Dal 1934 al 1935, la Spagna fu governata da una coalizione di centrodestra. Nel Febbraio del 1936, si svolsero le elezioni in Spagna e vinse il Fronte Popolare appoggiato dalla sinistra. Il 17 Luglio 1937, il Generale Francisco Franco dette vita ad un colpo di stato militare. Scoppiò la guerra civile tra i repubblicani e i sostenitori del regime totalitario del generale Franco, che terminerà nel 1939 con la vittoria dei franchisti. Nel frattempo, nel 1937, si apriva a Parigi l’Esposizione Internazionale dedicata al lavoro al progresso ed alla pace. La Spagna vi partecipa con un disegno politico: invocare la solidarietà del mondo libero, avvertire l’opinione pubblica che il conflitto spagnolo era l’inizio di una tragedia che avrebbe coinvolto il mondo intero.
Una delle pareti del padiglione spagnolo doveva essere occupata da un dipinto murale di Picasso. Picasso decise di collaborare con la propaganda repubblicana, quando nell’Aprile del 1937 si sparse la notizia che i bombardieri tedeschi al servizio di Franco avevano attaccato l’antica città di Guernica, senza altro scopo che fare una strage e seminare il terrore sulla popolazione inerme civile. Di colpo, Picasso, decise che il suo dipinto sarebbe la risposta alla viltà ed all’atrocità di quell’ eccidio. Nasce così, in poche settimane, Guernica, l’unico quadro storico del 900, simbolo tragico degli orrori di tutte le guerre.
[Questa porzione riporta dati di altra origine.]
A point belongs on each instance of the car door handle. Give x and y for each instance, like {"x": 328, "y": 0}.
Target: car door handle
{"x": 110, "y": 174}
Guernica non è soltanto la descrizione di un dramma locale, ma il manifesto universale contro la forza cieca delle guerre, è impegno civile, è la presa di posizione degli intellettuali sui governi per difendere la democrazia.
Picasso ha una lucida visione della situazione: l’eccidio di Guernica, antica città di contadini, non è soltanto un episodio della guerra civile spagnola, ma l’inizio di una tragedia apocalittica. Uccidendo i cittadini di Guernica gli aviatori tedeschi hanno ucciso la civiltà. Durante l’occupazione tedesca di Parigi ad alcuni tedeschi che si complimentavano per Guernica, Picasso risponderà amaramente: “Non l’ho fatta io, l’avete fatta voi!”.
Il dipinto raffigura il bombardamento da parte dei tedeschi, venuti a sostenere i franchisti, avvenuto il 26 Aprile del 1937 a Guernica, una città del nord della Spagna.
Picasso realizza un’allegoria contro la guerra, una denuncia contro ogni tipo di violenza gratuita e crudele contro le popolazioni inermi.
Alcuni personaggi sono legati al mondo delle corride. Una mamma esprime il suo dolore disperato con il figlio morto tra le braccia (a sin.), come nella Pietà di Michelangelo, il braccio cadente del bambino ricorda quello del Cristo morto. Una donna terrorizzata con le braccia alzate (a dx.) tenta di uscire dalla finestra mentre le fiamme divorano la casa. Esprime l’angoscia e la vana richiesta di aiuto. Un uomo prigioniero cerca di uscire dalle macerie. Il lamento funebre, del torero ucciso, con la spada ed il fiore, in ricordo alle deposizioni medioevali, rappresenta il pianto dell’artista sull’intera nazione, brutalmente colpita ed insieme il simbolo del dolore universale di fronte alla violenza ed alla morte. La testa del toro è il simbolo della brutalità istintiva. Al centro c’è la testa del cavallo trafitto. Su di lui la luce stilizzata a cui sembrano rivolgersi le due donne (dx.) in atteggiamento di preghiera.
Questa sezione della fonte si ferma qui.